Densely connected multidilated convolutional networks for dense
prediction tasks
- URL: http://arxiv.org/abs/2011.11844v2
- Date: Wed, 9 Jun 2021 00:31:49 GMT
- Title: Densely connected multidilated convolutional networks for dense
prediction tasks
- Authors: Naoya Takahashi, Yuki Mitsufuji
- Abstract summary: We propose a novel CNN architecture called densely connected multidilated DenseNet (D3Net)
D3Net involves a novel multidilated convolution that has different dilation factors in a single layer to model different resolutions simultaneously.
Experiments on the image semantic segmentation task using Cityscapes and the audio source separation task using MUSDB18 show that the proposed method has superior performance over state-of-the-art methods.

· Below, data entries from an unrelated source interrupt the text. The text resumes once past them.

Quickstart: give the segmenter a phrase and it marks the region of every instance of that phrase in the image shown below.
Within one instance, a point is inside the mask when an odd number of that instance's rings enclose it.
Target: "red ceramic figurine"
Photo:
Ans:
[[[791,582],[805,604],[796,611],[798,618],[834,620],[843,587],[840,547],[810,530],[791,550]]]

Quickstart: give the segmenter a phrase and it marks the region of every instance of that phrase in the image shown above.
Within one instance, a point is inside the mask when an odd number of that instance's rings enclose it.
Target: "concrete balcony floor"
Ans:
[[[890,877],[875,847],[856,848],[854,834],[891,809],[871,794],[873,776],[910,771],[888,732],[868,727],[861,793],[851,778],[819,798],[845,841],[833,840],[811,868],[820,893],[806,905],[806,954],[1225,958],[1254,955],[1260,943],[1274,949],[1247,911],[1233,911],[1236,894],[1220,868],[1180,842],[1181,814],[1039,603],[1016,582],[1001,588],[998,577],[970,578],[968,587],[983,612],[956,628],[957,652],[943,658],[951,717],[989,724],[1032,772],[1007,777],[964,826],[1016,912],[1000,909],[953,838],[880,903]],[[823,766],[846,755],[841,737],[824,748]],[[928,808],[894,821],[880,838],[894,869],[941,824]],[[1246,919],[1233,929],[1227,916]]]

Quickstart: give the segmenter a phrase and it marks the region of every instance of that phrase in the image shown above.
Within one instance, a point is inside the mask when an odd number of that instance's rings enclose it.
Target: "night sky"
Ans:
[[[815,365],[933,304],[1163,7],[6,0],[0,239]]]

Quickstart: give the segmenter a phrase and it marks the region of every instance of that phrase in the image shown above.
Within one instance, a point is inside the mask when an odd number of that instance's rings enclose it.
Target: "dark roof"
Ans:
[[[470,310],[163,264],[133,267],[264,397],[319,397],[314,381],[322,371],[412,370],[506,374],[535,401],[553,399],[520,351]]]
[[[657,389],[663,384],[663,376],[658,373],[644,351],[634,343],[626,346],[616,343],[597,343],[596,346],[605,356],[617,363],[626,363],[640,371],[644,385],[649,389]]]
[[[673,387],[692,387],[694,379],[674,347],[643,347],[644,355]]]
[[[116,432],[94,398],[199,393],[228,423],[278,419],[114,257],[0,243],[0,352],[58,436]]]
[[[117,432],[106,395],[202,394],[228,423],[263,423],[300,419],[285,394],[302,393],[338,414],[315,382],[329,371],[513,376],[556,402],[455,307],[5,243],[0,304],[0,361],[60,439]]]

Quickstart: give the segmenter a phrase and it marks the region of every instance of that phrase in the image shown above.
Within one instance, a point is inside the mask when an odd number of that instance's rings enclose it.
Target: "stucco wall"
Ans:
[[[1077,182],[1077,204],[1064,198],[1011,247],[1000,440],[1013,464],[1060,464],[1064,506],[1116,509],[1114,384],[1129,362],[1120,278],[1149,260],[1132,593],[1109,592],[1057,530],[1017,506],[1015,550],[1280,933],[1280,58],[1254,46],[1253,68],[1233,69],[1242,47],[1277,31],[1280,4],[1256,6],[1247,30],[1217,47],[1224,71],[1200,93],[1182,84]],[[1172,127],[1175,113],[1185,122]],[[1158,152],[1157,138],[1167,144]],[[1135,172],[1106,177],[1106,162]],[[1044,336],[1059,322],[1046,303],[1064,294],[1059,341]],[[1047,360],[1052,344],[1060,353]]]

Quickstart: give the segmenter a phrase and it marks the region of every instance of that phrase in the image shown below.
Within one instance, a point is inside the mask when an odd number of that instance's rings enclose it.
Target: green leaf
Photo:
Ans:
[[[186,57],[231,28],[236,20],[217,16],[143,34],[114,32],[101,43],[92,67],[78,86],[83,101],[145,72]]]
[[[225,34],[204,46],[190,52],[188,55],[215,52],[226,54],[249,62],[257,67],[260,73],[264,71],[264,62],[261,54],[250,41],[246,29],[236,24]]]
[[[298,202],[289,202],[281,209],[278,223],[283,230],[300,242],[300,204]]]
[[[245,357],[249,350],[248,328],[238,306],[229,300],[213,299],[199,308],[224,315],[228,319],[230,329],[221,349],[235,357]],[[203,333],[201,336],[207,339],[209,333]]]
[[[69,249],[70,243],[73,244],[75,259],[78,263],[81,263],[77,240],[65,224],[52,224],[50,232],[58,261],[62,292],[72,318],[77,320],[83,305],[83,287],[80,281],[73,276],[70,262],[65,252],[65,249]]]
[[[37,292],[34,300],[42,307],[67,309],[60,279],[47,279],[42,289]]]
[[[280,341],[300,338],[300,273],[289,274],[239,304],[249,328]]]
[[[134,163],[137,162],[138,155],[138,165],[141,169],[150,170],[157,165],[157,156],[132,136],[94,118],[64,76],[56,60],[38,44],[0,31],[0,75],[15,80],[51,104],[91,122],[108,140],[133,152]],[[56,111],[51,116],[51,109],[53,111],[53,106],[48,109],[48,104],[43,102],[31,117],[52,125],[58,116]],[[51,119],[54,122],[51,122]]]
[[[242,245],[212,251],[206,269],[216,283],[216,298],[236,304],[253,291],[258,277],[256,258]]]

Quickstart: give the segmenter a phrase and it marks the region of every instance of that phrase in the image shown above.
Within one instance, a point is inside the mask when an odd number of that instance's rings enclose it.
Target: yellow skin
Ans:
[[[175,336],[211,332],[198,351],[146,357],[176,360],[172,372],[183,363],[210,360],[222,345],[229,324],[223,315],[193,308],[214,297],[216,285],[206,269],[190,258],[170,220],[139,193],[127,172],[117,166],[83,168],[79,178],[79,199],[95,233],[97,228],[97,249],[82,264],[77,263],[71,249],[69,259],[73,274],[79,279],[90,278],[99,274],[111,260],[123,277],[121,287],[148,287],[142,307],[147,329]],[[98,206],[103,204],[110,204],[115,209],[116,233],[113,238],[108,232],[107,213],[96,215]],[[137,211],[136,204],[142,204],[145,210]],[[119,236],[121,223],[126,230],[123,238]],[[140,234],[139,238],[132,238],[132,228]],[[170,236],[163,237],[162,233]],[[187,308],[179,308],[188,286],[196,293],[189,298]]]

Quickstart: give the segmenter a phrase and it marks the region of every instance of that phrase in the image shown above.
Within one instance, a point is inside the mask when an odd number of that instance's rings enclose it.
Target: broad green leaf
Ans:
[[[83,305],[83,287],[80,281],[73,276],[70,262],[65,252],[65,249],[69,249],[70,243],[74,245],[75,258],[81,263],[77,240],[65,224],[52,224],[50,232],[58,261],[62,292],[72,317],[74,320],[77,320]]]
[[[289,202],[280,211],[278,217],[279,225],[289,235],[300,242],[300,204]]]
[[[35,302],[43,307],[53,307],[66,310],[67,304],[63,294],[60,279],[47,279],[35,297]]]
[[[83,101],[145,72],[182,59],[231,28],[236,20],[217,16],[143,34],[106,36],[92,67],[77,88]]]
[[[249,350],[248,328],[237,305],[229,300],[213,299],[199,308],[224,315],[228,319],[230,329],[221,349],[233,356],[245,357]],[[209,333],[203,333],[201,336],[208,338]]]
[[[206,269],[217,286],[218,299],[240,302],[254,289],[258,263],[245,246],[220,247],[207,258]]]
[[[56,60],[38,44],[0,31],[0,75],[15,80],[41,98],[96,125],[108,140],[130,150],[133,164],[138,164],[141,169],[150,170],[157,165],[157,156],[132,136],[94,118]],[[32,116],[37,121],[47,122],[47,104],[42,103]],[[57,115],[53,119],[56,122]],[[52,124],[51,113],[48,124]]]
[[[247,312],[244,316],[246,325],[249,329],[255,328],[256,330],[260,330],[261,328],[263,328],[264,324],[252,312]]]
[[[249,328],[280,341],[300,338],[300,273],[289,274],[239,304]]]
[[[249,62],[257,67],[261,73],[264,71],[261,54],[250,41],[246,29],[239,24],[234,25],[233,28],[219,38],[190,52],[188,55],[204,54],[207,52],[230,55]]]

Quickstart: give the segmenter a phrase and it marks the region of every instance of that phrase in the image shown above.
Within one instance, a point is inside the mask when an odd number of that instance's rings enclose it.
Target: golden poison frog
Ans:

- Score: 25.75557472306157
- License: http://creativecommons.org/licenses/by-nc-nd/4.0/
- Abstract: Tasks that involve high-resolution dense prediction require a modeling of
both local and global patterns in a large input field. Although the local and
global structures often depend on each other and their simultaneous modeling is
important, many convolutional neural network (CNN)-based approaches interchange
representations in different resolutions only a few times. In this paper, we
claim the importance of a dense simultaneous modeling of multiresolution
representation and propose a novel CNN architecture called densely connected
multidilated DenseNet (D3Net). D3Net involves a novel multidilated convolution
that has different dilation factors in a single layer to model different
resolutions simultaneously. By combining the multidilated convolution with the
DenseNet architecture, D3Net incorporates multiresolution learning with an
exponentially growing receptive field in almost all layers, while avoiding the
aliasing problem that occurs when we naively incorporate the dilated
convolution in DenseNet. Experiments on the image semantic segmentation task
using Cityscapes and the audio source separation task using MUSDB18 show that
the proposed method has superior performance over state-of-the-art methods.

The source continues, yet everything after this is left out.